Each host connected to a network can send packets of a specific maximum size ("MTU"). This size depends on the network technology used, and for Ethernet, a typical size is 1500 bytes. But it can be as large as 9,000 for Ethernet. Some of this space is used for headers. With a standard 20 byte IP header, and a 20 byte TCP header, TCP packets usually can hold up to 1,460 bytes of data (the "Maximum Segment Size"). TCP will break down a data stream into segments that are small enough not to exceed this size, and hosts will communicate their respective maximum segment size to each other to reduce the chance of fragmentation.
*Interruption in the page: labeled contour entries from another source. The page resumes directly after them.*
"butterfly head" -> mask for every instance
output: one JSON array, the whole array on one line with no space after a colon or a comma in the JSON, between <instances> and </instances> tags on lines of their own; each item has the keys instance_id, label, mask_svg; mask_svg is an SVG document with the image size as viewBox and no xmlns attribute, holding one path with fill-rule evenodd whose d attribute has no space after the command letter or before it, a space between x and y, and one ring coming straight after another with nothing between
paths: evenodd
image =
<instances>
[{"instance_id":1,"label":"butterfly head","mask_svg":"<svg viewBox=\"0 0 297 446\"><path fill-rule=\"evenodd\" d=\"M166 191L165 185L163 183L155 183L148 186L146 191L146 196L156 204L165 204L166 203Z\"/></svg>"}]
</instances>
To order packets in a TCP connection, each byte transmitted is assigned a sequence number, and the TCP header will list the sequence number of the first byte contained in the packet. A receiver will acknowledge which sequence number it received by communicating the next sequence number it expects.
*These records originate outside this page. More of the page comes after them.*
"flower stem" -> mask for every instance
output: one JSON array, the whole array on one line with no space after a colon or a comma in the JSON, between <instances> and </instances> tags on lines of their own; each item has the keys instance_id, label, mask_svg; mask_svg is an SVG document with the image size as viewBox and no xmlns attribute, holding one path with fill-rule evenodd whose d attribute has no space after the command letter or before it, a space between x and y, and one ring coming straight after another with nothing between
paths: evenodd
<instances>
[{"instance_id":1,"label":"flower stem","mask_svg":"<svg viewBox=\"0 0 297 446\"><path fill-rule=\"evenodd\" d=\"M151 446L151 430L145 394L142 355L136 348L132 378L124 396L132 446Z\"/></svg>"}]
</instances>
Only acknowledging complete segments leads to a bit of inefficiency. A receiver can not communicate to a sender that it already received some out of order data. Instead, it will continue to acknowledge the last complete set of segments it has received.
To avoid this inefficiency, SACK was introduced. It allows receivers to notify the sender that it has received an out of order segment. "I received everything up to sequence number 10, and expect 11 next, but I also received 20-30". This way, the sender knows to resend only 11-19 and to continue with 31 next.
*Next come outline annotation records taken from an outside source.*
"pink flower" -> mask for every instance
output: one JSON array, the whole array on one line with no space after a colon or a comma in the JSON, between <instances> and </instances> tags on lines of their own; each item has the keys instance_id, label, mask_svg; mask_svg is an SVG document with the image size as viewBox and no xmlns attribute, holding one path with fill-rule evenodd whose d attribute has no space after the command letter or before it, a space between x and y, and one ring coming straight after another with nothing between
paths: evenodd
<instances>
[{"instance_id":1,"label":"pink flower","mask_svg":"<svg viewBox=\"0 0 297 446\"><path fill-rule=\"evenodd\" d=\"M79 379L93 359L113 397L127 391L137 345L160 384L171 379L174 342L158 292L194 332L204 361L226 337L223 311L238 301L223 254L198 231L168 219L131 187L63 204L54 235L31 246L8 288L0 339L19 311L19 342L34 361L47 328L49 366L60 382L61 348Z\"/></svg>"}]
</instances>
What is TCP Segment Offload?
TCP Segment Offload is a feature included in most current network cards. To reduce the work CPUs have to do to buffer and reassemble TCP segments, network cards will take care of some of the TCP processing. In this case, the operating system will receive large "packets" exceeding the MTU of the network.
What is TCP "SACK Panic"
Operating systems need to store data until it is transmitted (and acknowledged) or received. Linux uses a data structure referred to as "Socket Buffer" to do so. In Linux, this socket buffer can hold up to 17 segments. As packets are sent and acknowledged, data is removed from the structure, or some of the data may be consolidated. Moving the data can, in some cases, lead to more than 17 segments stored, which in turn, leads to a kernel panic.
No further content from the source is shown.